The grant, awarded by the Center for Medicare and Medicaid Services (CMS) to the Connecticut Office of Health Strategy (OHS), supports efforts to develop a secure, modern HIE that facilitates the sharing of health data to further patient care, improve proper efficiency, and rein in the high cost of healthcare. The HIE is expected to be operational by early 2019.

The grant follows a $5 million federal investment the state received in 2017 that facilitated HIE planning. To qualify for the additional resources, states outlined how their health technology plan would improve disease management, serve the Medicaid population (over 800,000 Connecticut residents), combat the opioid epidemic, and improve overall healthcare through the use of clinical data.

The new round of funding launches a pilot program for the health information exchange, which was one of the nine recommendations made by the Health Information Technology Advisory Council, a statutory body tasked with a comprehensive examination of Connecticut’s current health technology needs.

“The health information exchange will improve care.

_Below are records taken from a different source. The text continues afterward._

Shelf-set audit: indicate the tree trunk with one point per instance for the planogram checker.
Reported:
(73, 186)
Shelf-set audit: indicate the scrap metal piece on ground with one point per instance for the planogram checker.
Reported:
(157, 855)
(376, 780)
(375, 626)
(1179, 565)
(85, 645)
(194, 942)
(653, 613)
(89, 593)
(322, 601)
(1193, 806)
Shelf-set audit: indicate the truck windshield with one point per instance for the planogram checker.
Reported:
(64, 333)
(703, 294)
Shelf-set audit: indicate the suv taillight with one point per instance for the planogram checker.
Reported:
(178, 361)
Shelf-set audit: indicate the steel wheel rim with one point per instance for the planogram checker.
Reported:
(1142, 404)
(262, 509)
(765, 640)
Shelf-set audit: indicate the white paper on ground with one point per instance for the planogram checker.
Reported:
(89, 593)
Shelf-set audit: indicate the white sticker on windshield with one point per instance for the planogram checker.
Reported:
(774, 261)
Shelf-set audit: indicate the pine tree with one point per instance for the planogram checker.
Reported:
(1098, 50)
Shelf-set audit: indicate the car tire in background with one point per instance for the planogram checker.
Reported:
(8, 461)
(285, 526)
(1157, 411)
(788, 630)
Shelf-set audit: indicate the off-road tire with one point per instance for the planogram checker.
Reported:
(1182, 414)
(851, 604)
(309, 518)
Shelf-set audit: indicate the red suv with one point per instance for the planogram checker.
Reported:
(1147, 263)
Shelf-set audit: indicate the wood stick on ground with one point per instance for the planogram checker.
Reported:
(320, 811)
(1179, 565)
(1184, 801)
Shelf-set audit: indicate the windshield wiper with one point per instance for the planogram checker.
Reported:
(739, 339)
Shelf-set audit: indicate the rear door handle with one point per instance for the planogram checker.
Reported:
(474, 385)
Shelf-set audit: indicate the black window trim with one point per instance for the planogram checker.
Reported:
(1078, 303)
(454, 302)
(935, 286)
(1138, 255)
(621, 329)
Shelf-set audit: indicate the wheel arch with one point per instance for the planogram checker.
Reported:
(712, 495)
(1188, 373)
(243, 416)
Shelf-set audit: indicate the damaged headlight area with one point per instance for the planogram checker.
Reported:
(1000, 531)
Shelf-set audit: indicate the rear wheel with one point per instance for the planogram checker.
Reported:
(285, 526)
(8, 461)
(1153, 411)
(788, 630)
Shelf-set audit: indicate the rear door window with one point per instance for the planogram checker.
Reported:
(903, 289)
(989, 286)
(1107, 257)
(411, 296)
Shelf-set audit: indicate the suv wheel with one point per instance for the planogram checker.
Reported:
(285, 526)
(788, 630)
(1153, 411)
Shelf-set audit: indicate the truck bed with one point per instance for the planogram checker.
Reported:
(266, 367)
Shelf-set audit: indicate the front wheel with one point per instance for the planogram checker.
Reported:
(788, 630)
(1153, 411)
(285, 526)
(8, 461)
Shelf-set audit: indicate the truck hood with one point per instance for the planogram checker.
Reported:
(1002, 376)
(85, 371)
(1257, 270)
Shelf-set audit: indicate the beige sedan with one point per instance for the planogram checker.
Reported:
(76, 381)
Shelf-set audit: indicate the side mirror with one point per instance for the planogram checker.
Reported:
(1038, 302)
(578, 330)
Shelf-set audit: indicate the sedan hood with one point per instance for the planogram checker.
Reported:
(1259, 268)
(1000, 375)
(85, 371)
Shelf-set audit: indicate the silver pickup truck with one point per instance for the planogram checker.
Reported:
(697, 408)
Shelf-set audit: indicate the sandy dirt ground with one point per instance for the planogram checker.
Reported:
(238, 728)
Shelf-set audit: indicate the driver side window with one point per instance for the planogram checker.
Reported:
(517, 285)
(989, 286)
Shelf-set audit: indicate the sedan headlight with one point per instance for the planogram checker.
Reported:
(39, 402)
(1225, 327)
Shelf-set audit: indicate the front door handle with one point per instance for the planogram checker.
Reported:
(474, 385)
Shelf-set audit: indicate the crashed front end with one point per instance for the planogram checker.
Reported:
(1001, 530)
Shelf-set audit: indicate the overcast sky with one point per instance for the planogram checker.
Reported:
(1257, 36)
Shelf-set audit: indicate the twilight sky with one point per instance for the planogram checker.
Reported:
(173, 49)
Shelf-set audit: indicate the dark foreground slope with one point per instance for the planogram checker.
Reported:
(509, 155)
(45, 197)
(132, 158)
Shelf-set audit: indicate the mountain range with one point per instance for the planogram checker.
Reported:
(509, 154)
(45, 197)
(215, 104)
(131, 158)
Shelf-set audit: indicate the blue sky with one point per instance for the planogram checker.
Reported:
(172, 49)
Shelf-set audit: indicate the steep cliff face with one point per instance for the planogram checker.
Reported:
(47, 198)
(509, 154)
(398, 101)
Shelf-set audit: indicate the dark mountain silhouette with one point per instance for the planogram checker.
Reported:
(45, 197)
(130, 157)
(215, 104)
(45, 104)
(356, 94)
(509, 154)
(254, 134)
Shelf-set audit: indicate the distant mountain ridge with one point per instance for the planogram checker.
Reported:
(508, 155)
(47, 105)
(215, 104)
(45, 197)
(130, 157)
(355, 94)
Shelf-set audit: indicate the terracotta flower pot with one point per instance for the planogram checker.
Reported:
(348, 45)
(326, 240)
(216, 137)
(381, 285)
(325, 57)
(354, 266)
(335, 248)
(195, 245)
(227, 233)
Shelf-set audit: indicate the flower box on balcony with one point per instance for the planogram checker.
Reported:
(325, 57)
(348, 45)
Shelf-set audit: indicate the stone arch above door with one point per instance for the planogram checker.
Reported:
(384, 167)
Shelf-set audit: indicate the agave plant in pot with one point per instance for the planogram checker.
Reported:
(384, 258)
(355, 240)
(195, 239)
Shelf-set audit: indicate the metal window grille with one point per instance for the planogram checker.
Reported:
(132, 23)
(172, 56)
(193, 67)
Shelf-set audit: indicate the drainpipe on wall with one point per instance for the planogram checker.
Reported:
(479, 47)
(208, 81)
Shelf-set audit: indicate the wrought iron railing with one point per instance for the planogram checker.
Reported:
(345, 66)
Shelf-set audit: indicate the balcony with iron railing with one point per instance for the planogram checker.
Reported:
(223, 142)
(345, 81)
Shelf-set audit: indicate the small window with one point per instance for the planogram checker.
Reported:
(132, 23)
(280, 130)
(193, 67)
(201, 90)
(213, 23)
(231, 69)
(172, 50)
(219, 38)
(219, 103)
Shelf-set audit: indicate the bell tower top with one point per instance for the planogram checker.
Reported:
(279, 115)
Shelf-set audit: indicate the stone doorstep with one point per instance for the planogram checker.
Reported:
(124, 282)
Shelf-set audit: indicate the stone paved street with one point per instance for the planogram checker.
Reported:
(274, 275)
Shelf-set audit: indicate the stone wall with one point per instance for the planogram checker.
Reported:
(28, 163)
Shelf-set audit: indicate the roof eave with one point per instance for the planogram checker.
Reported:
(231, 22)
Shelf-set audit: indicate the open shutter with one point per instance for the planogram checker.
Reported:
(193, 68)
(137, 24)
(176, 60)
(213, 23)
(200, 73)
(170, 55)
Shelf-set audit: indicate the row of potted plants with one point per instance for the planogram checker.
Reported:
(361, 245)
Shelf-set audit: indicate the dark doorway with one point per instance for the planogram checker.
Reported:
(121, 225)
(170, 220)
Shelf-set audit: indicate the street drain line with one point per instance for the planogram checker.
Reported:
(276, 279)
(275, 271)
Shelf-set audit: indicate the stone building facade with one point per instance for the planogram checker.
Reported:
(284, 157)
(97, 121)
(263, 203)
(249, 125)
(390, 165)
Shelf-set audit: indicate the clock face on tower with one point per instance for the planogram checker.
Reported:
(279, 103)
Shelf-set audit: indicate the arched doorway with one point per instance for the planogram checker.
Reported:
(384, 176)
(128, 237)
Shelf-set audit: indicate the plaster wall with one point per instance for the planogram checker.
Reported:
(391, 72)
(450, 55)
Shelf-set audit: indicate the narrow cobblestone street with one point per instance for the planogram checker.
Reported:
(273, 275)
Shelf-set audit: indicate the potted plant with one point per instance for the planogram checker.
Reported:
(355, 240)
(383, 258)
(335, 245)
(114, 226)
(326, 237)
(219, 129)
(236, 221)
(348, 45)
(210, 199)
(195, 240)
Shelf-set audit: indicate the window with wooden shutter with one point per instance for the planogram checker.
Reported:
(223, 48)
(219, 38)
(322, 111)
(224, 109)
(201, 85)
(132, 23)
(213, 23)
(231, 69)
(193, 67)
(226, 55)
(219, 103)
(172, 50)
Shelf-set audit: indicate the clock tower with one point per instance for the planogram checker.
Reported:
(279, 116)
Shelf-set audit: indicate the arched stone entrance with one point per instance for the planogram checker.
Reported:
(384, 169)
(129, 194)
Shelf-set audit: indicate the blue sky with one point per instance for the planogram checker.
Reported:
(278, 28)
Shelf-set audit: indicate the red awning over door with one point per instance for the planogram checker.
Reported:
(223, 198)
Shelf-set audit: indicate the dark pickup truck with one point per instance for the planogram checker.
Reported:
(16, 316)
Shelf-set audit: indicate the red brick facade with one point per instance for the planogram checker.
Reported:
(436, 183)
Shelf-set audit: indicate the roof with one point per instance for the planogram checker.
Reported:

Providers will be able to exchange clinical and diagnostic data in real time – efficiencies that will save time and resources for healthcare systems and patients,” said OHS Health Information Technology Officer Allan Hackney, in a prepared statement. “We engaged nearly 300 providers and consumers and 75 organizations across the health sector in Connecticut to help us understand the issues and opportunities for improving care delivery and outcomes. Technology can and should be a great partner in health reform.”

Another goal is for the HIE to enable a platform for measuring clinical quality and more quickly analyzing population health – one of the keys to improving healthcare accessibility and correcting racial, ethnic, and gender health inequities. Currently, analysts most commonly use insurance claims data, which is only a proxy for real-time clinical information. This use of the HIE dovetails with the work of OHS’s State Innovation Model Office and the Health Systems Planning Unit in their efforts to better address gaps in healthcare, improve community health, and evaluate the performance of Connecticut’s healthcare providers.